The ballot measure--the Colorado Electoral College Reform Initiative--would shift Colorado's electoral votes from a winner-takes-all system to one based on the popular vote (all states are winner-take-all, with the exception of Maine and Nebraska, where the winner of the popular vote automatically gets 2 electoral votes, with the rest determined by the popular vote within each congressional district). The initiative specifically asserts that it applies "retroactively" to the 2004 election. Opponents claim the initiative violates provisions in the state constitution that that prohibit retroactive legislation; its supporters claim to have found case law that supports some retroactive legislation.

HERE'S WHY the Colorado measure has national implications: had it been in effect four years ago, Al Gore would be president.
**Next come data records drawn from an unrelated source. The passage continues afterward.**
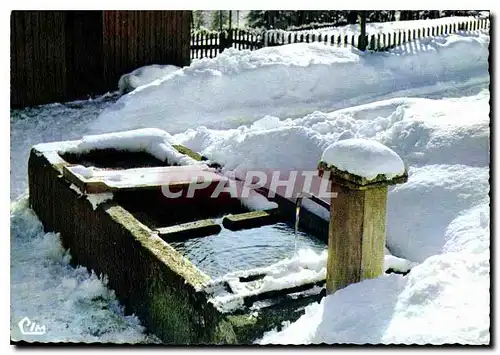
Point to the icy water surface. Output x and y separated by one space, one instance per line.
228 251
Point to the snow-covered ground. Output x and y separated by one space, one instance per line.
240 87
280 108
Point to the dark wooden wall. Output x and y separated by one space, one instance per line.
66 55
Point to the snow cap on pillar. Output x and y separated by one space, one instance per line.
362 164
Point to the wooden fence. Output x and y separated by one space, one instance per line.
65 55
210 45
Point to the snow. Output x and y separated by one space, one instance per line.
97 199
389 27
257 202
444 300
304 268
143 76
280 108
240 87
365 158
151 140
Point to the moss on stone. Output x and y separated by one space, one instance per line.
194 229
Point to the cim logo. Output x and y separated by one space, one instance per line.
28 327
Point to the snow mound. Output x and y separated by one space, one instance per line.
365 158
73 304
420 211
292 80
444 300
143 76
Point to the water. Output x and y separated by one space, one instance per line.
229 251
298 203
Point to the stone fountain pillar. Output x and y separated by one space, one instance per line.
360 172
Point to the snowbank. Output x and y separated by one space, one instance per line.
143 76
73 304
391 26
365 158
239 87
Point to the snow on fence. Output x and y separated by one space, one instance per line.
211 44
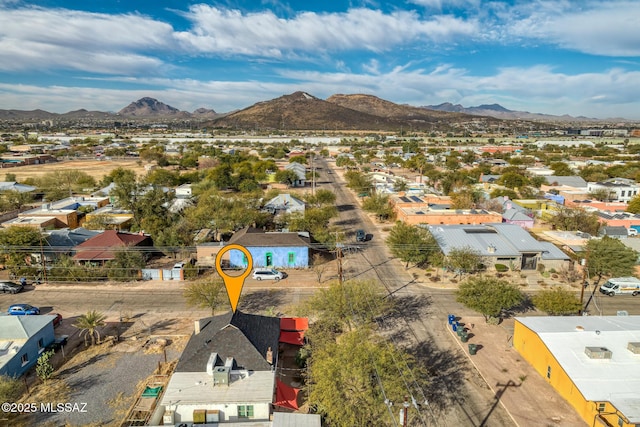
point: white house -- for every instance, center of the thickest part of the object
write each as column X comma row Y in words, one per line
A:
column 226, row 372
column 619, row 189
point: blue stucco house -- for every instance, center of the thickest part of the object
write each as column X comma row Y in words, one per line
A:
column 22, row 339
column 280, row 250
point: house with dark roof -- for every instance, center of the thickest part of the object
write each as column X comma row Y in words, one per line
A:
column 104, row 246
column 22, row 339
column 277, row 249
column 615, row 232
column 284, row 204
column 226, row 372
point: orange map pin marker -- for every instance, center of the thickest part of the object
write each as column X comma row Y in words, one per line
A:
column 234, row 284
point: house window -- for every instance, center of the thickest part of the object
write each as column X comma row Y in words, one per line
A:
column 245, row 411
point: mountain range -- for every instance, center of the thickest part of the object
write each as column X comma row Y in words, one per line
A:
column 300, row 110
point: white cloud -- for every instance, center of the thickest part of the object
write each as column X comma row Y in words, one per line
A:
column 35, row 38
column 607, row 28
column 226, row 31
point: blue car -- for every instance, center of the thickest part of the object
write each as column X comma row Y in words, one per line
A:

And if it goes into effect beginning on November 2, it could decide this year's race as well. Because George W. Bush won 51 percent of the state's vote in 2000, he

earned all 8 of Colorado's electoral votes. But adjust that to reflect the state's popular vote and Bush would have received only 5 electoral votes, changing the national total from 271-266 in favor of Bush to 269-268 for Gore. (Let's assume, for argument's sake, that the one elector from Washington, D.C., who refused to vote for Gore would have come around, giving him the magical 270th vote).

It shouldn't come as a surprise, then, that the Colorado effort has Democratic fingerprints. The campaign's spokesman, Rick Ridder, also was campaign manager for Dean's presidential run. He calls the electoral reform "a multi-partisan effort," claiming that 20 percent of the campaign's signatures are from Republicans. And the Republicans' take? Ted Halaby, the GOP state chairman, says the initiative "just doesn't pass the smell test." Governor Bill Owens is less sanguine: "If that passes, Colorado will cease to be a factor in any presidential campaign in the future."

HOW DID COLORADO get in this bind? One explanation is that it's fertile ground for political mischief. With a history of citizen activism, Colorado is an easy state for launching and qualifying ballot initiatives (the 67,000-signature threshold in Colorado is about one-tenth the minimum in California). Also, the state's voter registration--36 percent Republican, 30 percent Democratic, 32 percent independent--makes "multi-partisan" an easy message to sell. Finally, there's a history of displeasure with the current system. Four years ago, a Democratic state senator, Ron Tupa, tried to talk the legislature into switching to the Maine-Nebraska model.